Current oil prices cannot support uptick in offshore rig demand, Danish driller says

Danish offshore drilling contractor Maersk Drilling saw its first quarter 2017 results negatively affected by the overcapacity in the rig market. The company said the current oil prices are well below what is needed to support growth in offshore rig demand.

The company’s revenue fell to $344 million, from $654 million a year ago. Profit was $48 million, a drop from $222 million a year ago. Maersk Drilling has said the result was impacted by a significant number of rigs being idle but positively impacted by higher operational uptime, cost savings and lower depreciation due to the impairments in Q4 2016.

The driller said its rigs delivered a high operational performance across the fleet with an average operational uptime of 100% (96% in 1Q 2016) for the jack-up rigs and 97% (98% in 1Q 2016) for the floating rigs.

At the end of Q1 2017, Maersk Drilling’s forward contract coverage was 57% for 2017, 46% for 2018 and 25% for 2019. Maersk has described its backlog as one of the strongest in the industry. The total revenue backlog by the end of Q1 amounted to $3.4bn ($4.7bn).

Maersk Drilling said the Brent crude prices at around $50 are well below levels required to support sustained increase in offshore rig demand.


Too many rigs out there


The company does not expect to see significant improvements in offshore rig demand until the market reaches a stable oil price above $60 per barrel or until offshore drilling cost levels adjust to a lower oil price, it said on Thursday.

Maersk said there were too many offshore rigs available in the market. Approximately 135 floaters and 225 jack-up rigs have been stacked, while the newbuild order book still comprises approximately 40 floaters and 90 jack-up rigs scheduled for delivery, the vast majority of which do not have contracts, Maersk Drilling said.
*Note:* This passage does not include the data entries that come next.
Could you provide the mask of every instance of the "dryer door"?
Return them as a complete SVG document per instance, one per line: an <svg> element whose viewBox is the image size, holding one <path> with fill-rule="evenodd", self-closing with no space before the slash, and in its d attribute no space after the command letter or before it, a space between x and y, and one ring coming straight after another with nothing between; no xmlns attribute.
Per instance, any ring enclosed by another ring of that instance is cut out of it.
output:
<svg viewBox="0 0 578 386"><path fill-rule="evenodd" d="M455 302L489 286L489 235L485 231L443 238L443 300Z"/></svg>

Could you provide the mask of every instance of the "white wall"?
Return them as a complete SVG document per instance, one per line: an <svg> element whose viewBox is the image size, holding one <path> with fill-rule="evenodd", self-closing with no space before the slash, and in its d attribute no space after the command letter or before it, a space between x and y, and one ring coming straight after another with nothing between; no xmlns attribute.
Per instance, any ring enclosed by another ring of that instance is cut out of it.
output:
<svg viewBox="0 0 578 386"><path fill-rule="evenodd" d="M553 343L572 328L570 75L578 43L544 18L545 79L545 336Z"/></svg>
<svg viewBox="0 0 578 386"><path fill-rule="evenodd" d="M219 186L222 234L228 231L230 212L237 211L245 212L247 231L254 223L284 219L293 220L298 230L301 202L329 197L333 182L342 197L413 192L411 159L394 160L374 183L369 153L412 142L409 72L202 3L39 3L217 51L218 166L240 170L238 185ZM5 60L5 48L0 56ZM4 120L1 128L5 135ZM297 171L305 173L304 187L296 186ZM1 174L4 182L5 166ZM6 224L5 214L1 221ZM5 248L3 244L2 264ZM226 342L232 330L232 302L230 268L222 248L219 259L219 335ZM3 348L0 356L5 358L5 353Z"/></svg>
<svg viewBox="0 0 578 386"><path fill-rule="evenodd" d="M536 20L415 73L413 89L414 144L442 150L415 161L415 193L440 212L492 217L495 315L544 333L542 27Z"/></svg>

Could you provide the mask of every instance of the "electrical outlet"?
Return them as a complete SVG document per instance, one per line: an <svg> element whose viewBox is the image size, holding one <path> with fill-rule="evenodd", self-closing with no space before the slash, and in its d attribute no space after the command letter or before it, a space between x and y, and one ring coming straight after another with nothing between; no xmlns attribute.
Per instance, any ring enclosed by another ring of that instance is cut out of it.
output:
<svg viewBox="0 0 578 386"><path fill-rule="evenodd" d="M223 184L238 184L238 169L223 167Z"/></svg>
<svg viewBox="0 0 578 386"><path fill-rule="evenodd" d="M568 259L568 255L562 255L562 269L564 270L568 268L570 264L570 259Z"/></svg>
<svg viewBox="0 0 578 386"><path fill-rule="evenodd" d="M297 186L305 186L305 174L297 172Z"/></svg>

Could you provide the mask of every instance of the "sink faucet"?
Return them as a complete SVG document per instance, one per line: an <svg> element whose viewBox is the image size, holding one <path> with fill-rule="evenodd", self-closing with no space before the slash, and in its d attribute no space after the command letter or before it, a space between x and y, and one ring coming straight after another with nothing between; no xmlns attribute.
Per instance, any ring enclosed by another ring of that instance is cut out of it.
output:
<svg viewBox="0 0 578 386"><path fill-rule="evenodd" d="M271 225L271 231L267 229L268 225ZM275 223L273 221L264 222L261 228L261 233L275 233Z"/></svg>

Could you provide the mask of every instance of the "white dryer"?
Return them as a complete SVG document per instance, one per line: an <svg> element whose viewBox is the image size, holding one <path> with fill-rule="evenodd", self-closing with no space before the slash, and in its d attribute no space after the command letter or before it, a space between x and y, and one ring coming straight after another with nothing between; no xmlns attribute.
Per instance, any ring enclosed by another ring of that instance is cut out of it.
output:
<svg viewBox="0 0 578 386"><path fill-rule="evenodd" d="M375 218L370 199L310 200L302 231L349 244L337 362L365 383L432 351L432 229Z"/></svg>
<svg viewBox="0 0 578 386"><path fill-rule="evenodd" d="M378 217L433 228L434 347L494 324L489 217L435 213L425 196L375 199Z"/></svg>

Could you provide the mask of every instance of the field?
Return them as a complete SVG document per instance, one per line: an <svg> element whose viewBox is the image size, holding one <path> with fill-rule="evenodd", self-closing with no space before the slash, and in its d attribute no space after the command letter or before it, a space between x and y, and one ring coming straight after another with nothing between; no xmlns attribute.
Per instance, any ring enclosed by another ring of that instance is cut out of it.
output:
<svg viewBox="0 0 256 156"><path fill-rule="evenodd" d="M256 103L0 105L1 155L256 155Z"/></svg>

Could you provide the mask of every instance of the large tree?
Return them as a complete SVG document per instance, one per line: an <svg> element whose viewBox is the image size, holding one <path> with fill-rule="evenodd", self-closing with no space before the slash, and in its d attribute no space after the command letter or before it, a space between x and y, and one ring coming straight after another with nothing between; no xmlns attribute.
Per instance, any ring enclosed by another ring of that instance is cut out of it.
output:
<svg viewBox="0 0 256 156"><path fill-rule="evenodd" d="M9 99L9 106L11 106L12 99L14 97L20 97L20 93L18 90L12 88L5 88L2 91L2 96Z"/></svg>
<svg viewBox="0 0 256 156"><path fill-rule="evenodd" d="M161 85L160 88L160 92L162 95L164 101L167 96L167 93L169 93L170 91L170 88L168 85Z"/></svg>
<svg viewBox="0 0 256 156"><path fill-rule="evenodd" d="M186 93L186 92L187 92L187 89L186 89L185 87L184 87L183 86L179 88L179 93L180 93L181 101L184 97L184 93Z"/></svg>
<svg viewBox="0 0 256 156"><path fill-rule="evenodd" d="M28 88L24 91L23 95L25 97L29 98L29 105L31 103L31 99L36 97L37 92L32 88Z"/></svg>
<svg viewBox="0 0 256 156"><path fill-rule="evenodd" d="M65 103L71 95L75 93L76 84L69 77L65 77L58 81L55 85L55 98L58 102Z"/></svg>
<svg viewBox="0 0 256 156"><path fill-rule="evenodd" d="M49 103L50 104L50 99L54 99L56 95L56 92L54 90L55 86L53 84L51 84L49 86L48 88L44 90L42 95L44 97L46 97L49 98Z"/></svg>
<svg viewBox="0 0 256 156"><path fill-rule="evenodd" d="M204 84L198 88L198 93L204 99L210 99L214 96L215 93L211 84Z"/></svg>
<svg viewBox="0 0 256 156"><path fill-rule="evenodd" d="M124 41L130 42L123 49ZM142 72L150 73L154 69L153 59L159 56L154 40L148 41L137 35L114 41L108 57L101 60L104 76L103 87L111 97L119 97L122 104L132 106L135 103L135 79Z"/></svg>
“Whilst the market has seen some scrapping in the older floaters fleet, the level of scrapping amongst jack-ups has been marginal. With the excess supply, the market outlook for offshore drilling remains challenged despite increasing tendering activity, as the day rates currently being tendered are typically close to or below operating cost,” the Copenhagen-based firm added.

“Furthermore, the contracts are short in length, leading to idle periods between contracts and higher operating costs for mobilisation, start-up and ramp-down. In the near-term, rig utilisation and day-rates could continue to trend downward, requiring a reduction in the rig supply before recovery. During Q1 2017, there are signs that utilisation for jack-up rigs will begin to pick up as first half of 2017 progresses, with the floater rig market expected to be 6-12 months behind in recovery.”

“This view of reaching or approaching the bottom of the market has led to several M&A transactions for rigs during the first quarter, as companies including new entrants look to take advantage of distressed players and reduced asset prices, however, this does not help resolve the oversupply issues for the industry and only increases the number of competitors.”

Stacking case-by-case


At the end of Q1, Maersk Drilling was preparing the Mærsk Developer and Maersk Resolute rigs for contracts in Q2. Further, eight rigs were idled and off contract. As the market outlook for the offshore drilling industry remains highly uncertain, Maersk Drilling continues to evaluate stacking on a case-by-case basis, the company said.

“Ahead of rigs becoming idle, Maersk Drilling assesses the most attractive stacking conditions and locations for the rigs in balanced consideration of commercial opportunities, maintenance plans and costs as well as portfolio considerations. So far, this strategy has resulted in all idle rigs currently being warm-stacked,” it sad.

To remind, earlier this year Maersk managed to secure a contract for Maersk Developer semi-submersible rig, which had been stacked for almost a year.

The contract covers the drilling of the Siluro-1 Exploration Prospect well, estimated to have a duration of 42 days. The estimated contract value is $12 million, including mobilization and demobilization.